Re: Zen and the art of ignoring XP
by artist (Parson) on May 12, 2005 at 17:43 UTC
    We should have methods defined for what to do with 'XP' and then don't do anything else with your XP. My favorite methods: Be happy if they like your nodes. Ignore if you get couple of '-' votes. Introspect little for more than 5 negative votes. Never lose your sleep over XP.

    --Artist
Re: Zen and the art of ignoring XP
by exussum0 (Vicar) on May 12, 2005 at 18:27 UTC
    cog already said, rightfully, it's only a number. cog is right. But it's a reward as well. At some point, you'll realize, these numbers, ranks, salary (beyond comfort) are just numbers. Do the rewards they represent matter to you?

    Look at it this way. 3k points, you become a saint, then your name goes on a page of saints. 5 years of some language, 10 years of computing, then you become a good programmer, maybe architect quality.

    It's not what you put in, it's what you get out. The journey is sometimes more important.

    ----
    Give me strength for today.. I will not talk it away..
    Just for a moment.. It will burn through the clouds.. and shine down on me.

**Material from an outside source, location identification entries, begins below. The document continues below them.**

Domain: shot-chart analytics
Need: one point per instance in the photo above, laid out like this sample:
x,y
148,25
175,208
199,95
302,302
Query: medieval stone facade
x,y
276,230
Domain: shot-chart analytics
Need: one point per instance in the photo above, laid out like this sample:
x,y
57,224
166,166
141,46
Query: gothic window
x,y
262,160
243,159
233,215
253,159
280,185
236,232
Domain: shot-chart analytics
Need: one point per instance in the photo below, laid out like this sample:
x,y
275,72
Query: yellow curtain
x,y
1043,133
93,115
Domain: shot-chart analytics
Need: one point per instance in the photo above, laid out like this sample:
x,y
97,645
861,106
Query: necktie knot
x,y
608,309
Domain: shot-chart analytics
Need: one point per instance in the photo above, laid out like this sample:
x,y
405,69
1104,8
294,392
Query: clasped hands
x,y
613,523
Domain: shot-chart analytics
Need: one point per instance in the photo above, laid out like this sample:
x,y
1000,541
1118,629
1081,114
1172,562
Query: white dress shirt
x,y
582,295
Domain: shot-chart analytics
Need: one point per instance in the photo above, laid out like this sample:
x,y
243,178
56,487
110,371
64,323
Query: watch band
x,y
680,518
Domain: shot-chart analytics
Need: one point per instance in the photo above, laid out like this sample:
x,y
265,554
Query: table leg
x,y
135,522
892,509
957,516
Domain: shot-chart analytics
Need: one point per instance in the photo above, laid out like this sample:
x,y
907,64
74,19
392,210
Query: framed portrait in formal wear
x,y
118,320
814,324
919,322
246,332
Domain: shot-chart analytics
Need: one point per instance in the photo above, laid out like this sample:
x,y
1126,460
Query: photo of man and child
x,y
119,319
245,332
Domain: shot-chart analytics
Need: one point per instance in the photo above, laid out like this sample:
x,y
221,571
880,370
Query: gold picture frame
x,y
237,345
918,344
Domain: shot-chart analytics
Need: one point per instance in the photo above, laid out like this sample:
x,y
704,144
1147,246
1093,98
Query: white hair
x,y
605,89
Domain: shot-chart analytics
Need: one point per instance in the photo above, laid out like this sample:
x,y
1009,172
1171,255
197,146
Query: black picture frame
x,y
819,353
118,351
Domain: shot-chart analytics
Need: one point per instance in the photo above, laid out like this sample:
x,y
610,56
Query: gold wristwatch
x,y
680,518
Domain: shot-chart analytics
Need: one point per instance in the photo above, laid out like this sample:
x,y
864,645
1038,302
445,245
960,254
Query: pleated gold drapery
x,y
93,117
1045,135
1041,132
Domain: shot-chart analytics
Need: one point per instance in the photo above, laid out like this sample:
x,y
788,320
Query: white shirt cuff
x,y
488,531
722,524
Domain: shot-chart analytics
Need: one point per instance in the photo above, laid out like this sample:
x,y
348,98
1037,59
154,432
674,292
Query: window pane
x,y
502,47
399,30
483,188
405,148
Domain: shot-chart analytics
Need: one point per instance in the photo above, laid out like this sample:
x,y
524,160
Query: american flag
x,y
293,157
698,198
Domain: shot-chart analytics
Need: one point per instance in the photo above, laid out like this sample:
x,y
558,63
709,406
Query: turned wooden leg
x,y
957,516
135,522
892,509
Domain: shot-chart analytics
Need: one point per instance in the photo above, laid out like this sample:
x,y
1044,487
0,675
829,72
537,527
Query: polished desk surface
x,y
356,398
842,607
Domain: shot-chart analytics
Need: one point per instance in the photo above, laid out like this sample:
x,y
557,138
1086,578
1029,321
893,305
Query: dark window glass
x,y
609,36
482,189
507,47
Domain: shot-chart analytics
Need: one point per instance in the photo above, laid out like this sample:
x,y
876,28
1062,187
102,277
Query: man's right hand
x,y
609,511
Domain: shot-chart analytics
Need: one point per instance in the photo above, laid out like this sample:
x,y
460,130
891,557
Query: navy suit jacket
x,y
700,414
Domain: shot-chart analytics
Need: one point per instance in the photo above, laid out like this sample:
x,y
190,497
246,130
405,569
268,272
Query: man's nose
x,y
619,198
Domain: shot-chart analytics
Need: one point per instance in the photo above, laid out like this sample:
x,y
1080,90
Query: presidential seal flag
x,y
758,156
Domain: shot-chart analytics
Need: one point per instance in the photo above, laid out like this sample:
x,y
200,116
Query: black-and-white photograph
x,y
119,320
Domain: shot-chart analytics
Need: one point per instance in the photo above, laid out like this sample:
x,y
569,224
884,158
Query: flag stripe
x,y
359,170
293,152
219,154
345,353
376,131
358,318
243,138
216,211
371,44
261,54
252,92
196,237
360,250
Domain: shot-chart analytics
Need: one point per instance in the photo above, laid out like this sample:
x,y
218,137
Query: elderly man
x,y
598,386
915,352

Re: Zen and the art of ignoring XP
by TedPride (Priest) on May 13, 2005 at 01:21 UTC
    I take great pride in my Perl Monks ranking, and reference it often. Sure, I'm only a bishop (rank 8), and I know I will still be inferior to most of the saints here even after reaching saint, but each rank represents a significant amount of reading, voting, and posting, and is therefore an excellent measurement of commitment to Perl as a language and to programming in general. A saint has paid his dues, and proven himself at least capable, if not necessarily brilliant.
Re: Zen and the art of ignoring XP
by tcf03 (Deacon) on May 14, 2005 at 07:46 UTC
    This node along with On Quality seem to be thematic as of late. Just to add fuel to the fire, just as in ZMM, it could be said of Perl that Perl, not quality could be substituted for tao in the tao te ching. It seems a natual fit.

    Ted
    --
    "Men have become the tools of their tools."